The memo wasn’t just about one story. It was about the soul of Gene’s precious creation. Roddenberry believed that Star Trek was not a place to ask “Does God exist?” But rather “What can humanity achieve when it stops asking that?”
“Can we talk?” Roddenberry ended his memo with a line that now reads as both an olive branch and a final, desperate attempt to get Shatner on his side.

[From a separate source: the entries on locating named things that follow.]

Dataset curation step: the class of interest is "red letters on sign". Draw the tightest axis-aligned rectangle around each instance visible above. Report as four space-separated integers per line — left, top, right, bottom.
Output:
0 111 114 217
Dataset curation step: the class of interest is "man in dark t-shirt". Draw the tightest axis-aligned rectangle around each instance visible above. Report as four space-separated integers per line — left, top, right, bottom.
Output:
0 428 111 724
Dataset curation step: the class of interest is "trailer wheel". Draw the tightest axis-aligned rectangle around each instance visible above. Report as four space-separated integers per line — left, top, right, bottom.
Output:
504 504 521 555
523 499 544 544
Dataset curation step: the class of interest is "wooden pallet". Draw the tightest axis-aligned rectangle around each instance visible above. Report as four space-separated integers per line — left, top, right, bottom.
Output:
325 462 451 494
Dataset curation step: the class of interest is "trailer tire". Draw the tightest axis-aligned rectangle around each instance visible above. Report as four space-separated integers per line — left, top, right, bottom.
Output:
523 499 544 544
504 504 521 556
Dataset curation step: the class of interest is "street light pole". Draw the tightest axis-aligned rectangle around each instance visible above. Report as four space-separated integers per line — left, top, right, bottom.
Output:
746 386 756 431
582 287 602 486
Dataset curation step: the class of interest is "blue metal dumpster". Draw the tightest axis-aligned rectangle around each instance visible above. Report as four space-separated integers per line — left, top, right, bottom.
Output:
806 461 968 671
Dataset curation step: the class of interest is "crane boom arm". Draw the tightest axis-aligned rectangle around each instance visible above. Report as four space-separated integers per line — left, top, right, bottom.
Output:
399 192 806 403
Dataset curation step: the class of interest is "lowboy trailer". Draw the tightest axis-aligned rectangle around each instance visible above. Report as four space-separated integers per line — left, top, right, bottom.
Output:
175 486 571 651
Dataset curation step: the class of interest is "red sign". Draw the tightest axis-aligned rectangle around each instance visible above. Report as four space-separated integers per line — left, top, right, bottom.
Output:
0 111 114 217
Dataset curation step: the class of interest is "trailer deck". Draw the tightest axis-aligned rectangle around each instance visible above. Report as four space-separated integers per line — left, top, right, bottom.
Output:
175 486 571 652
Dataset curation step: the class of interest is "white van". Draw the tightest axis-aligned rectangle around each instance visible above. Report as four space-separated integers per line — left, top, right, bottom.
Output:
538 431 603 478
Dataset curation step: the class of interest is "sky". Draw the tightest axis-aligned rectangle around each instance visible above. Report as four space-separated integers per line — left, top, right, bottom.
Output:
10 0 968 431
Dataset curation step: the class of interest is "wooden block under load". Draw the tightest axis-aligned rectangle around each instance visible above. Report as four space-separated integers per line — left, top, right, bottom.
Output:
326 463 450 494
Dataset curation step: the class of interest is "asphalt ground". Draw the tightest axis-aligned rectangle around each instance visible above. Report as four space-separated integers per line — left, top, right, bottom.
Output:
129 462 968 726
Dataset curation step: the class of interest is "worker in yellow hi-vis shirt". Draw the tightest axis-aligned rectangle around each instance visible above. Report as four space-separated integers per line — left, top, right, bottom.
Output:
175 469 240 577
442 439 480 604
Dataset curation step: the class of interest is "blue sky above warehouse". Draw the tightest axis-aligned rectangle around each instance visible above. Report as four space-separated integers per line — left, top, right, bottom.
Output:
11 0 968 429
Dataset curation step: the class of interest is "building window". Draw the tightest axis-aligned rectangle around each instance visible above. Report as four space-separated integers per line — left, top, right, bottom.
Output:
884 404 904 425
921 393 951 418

In hindsight, Gene Roddenberry’s resistance to Star Trek 5 looks less like stubbornness and more like the passion of a man determined to protect his ideals, even when those ideals didn’t always work on screen. Roddenberry’s vision of a post-religious, hyper-rational future gave Star Trek its backbone, but his many rigid rules also sometimes made the stories feel overly sanitized. Conversely, when the franchise drifted too far from his intent—as it arguably did in The Final Frontier—it risked losing its soul. As one fan once put it, Star Trek is often at its best when it’s Gene’s core vision filtered through someone else. Maybe the truth is that Roddenberry’s ideas were neither wholly sacred nor entirely flawed. Like the best of Star Trek, the answer lies in balance.